Concern: When one gets a sense that something is not right, one is worried, anxious, and out of balance. Anu felt that leaving her mother alone in India was not fair. She developed a feeling of guilt and anguish.

Crisis: When the heat is on, the pressure is high, and the pain gets so bad that one cannot ignore it any more, and the person loses his/her balance. Anu was made to become aware that she was in this phase of intense emotional turmoil.

Choice: Now Anu had to decide whether she was going to move ahead or retreat. Would it be fight or flight? Would she face reality, or continue to live in denial? Counseling sessions helped her to look at the problem with a new perspective. With confidence she said that she would like to fight rather than avoid facing reality.
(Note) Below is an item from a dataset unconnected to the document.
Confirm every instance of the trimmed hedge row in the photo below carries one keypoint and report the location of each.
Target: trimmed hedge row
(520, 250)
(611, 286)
Comprehension – A new insight into her problem. Her mother’s sickness was because of her old age. Even if she was with her, as she was working she could not have taken proper care of her mother. At least now she was able to provide the possible financial help as she was in US. The counselor helped Anu to work on her thoughts and attitudes.

Conduct – Where one acts on what one knows so that there is a change in one’s behavior. Being given the option she decided to go back to US to lead a better life.

Commitment to continue- Counseling helped Anu to understand the reality that changes in life are inevitable and helped her to face issues with confidence.


When organizations go global or diversify their operations, employees feel alienated in such a dispersed workforce. Services like pre migration guidance and counseling and educating the employees on the pros and cons of living in a foreign country play a vital role in supporting employees to face such challenges.

To sum up, the analysis of this case study strongly supports the need for organizations to understand within-ethnic-group differences to provide the most culturally sensitive psychological services to their employees. Indian MNCs need to be aware of the acculturative stress caused by the diversity of cultural values employees are exposed to while moving from one country to another. Their emotional wellbeing is threatened and especially, separation from the immediate family has been found to be one of the most significant causes of stress for those going from India to other countries.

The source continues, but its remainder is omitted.